Often the additional endosonography can also provide the necessary certainty in the case of a somewhat indistinct finding in CT (computer tomography).
Specific punctures (biopsies) can be performed together with the endosonography, in order to be able to conclusively judge the malignancy of suspicious structures.
New therapy options for pancreatic cysts and small pancreatic tumours
For many years, endosonography has become the preferred diagnostic technique for pancreatic changes. On the one hand, it represents chronic inflammatory changes of the pancreas and allows the diagnosis of benign and malignant cysts and tumours of the pancreas. The fine tissue biopsy of unclear changes is established and firmly anchored in the current guideline of the European oncological society.
In addition to these innovative diagnostic possibilities, endosonography now also offers innovative local therapies. In the last two years, a collection of cases of radiofrequency ablation of both mucinous cysts and small neuroendocrine tumours has built up.
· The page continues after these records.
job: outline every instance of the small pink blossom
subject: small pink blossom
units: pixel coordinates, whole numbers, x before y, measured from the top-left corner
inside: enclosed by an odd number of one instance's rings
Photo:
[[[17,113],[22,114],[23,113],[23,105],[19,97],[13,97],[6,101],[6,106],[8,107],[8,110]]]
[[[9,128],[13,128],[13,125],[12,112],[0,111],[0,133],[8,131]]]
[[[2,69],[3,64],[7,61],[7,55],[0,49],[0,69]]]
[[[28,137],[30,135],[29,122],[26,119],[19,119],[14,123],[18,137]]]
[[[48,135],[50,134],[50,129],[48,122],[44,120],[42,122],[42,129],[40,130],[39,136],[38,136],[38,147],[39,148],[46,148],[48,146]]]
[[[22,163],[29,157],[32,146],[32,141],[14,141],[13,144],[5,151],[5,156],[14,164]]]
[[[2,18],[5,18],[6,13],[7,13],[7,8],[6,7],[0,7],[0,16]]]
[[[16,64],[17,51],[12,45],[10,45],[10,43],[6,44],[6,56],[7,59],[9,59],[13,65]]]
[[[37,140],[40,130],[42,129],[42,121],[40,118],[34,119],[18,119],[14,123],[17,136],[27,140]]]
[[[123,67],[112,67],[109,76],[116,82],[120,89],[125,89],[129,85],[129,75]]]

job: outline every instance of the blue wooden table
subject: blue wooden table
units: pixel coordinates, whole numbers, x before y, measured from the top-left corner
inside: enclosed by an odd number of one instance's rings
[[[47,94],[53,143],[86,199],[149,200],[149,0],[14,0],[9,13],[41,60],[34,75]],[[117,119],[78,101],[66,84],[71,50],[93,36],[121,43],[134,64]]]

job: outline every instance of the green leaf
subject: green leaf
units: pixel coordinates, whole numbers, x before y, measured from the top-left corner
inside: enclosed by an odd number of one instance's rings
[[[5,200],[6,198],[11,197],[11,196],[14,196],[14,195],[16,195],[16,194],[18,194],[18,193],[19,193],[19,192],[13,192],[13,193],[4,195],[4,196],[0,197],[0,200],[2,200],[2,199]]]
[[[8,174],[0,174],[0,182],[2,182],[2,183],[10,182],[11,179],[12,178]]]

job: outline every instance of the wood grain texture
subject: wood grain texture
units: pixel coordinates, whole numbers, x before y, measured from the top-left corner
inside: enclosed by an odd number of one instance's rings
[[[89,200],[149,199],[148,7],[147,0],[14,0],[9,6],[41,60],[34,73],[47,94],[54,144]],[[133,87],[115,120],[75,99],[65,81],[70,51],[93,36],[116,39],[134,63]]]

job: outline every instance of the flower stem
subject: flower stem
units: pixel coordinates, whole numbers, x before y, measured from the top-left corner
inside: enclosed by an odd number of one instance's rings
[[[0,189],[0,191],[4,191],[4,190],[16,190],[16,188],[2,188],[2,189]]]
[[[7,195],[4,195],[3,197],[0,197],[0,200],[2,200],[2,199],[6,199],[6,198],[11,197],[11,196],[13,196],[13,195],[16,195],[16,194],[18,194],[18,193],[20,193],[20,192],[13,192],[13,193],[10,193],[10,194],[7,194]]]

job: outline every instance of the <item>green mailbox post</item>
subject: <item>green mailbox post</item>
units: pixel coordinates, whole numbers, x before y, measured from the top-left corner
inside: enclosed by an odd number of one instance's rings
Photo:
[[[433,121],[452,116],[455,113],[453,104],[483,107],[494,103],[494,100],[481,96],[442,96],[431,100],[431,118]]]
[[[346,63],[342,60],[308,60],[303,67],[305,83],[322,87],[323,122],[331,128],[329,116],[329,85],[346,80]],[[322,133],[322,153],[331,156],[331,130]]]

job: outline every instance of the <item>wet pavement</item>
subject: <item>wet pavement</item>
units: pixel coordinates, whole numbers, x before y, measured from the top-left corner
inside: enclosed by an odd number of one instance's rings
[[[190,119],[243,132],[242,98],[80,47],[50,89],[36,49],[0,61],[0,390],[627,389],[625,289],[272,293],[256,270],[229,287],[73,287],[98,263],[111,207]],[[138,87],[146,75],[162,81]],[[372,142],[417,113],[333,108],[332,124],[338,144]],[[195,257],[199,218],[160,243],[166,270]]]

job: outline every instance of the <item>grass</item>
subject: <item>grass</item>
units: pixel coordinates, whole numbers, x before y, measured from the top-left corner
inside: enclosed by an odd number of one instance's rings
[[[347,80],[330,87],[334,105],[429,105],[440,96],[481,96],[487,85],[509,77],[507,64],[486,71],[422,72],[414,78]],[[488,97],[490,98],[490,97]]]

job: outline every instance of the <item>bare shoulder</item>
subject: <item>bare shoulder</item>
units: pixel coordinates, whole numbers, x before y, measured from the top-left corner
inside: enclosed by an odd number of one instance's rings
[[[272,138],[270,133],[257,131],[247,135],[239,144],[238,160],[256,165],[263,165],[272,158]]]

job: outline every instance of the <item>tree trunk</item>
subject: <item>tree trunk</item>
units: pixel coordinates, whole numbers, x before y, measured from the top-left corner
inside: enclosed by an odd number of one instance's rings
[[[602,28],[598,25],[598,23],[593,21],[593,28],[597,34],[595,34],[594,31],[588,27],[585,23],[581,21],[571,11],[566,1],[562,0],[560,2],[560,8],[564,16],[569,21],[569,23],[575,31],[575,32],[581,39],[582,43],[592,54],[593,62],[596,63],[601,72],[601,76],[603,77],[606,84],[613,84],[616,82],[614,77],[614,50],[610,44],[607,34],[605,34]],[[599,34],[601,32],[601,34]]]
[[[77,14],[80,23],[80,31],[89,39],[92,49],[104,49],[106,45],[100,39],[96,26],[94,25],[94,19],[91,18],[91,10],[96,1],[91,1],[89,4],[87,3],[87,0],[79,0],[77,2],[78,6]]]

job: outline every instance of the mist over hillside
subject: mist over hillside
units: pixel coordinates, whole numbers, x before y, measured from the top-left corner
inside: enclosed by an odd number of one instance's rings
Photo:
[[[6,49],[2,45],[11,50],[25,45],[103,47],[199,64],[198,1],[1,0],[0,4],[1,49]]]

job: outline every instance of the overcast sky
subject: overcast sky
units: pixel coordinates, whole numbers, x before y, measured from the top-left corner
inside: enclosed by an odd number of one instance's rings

Pai et al's group describes radiofrequency ablation of both mucinous cysts and small neuroendocrine tumours with good results and low side effects as early as 2015. Other publications have successfully described radiofrequency ablation of neuroendocrine tumours in small case collections.
In radio frequency ablation, the small tumour centre is punctured by endosonography and a radio frequency probe is inserted into the tumour via the puncture needle. After a slight retraction of the puncture needle, a small amount of current is applied for up to 120 seconds, which leads to local overheating and thus to the destruction of tumour cells. The results were promising and the complications reported so far were minor and corresponded to mild pancreatitis.
Another important disease of the pancreas is the lateral duct IPMN, the intraductal papillary mucinous neoplasia. This cystic change, which is associated with the main biliary tract, can lead to classification into high-risk and worrisome cysts based on the so-called Fukuoka criteria. Patients with worrying criteria have a 4% risk of developing pancreatic cancer within five years. In contrast, those patients with high-risk criteria have an almost 50% risk of developing pancreatic cancer within five years. The established therapy for these changes is the surgical treatment of the cysts, the extent of which depends on the size and location of the cysts in the organ.
Nevertheless, we repeatedly see patients who cannot be operated on for various reasons. This can be a very old age, a rejection of surgery or accompanying diseases. Up till now, these patients have not been adequately cared for. A new study published in 2017 by the Moyer et al working group shows the success of cyst ablation through the introduction of a chemotherapeutic agent. The IPMN cyst is punctured by endosonography, emptied via the puncture needle, rinsed with saline solution and then a mixture of the chemotherapeutic agents Paclitaxel and Gemicitabin is introduced directly into the cyst.
In 85% of the cases there was a significant reduction in the volume of the cyst, whereby in 67% of the cases the cyst could no longer be detected in the course of time. The only complication described was acute pancreatitis in the entire group, which corresponds to a risk of less than 5%.
First experiences succesful and promising
This technique will certainly not be able to replace the operation of cysts in all patients, but offers patients who are not accessible to surgery a good therapeutic alternative. The value of this technology will have to be further investigated in the future.
The experience gained at the Darmstadt Clinic in this regard is encouraging and promising. We are pleased to present this innovative technology.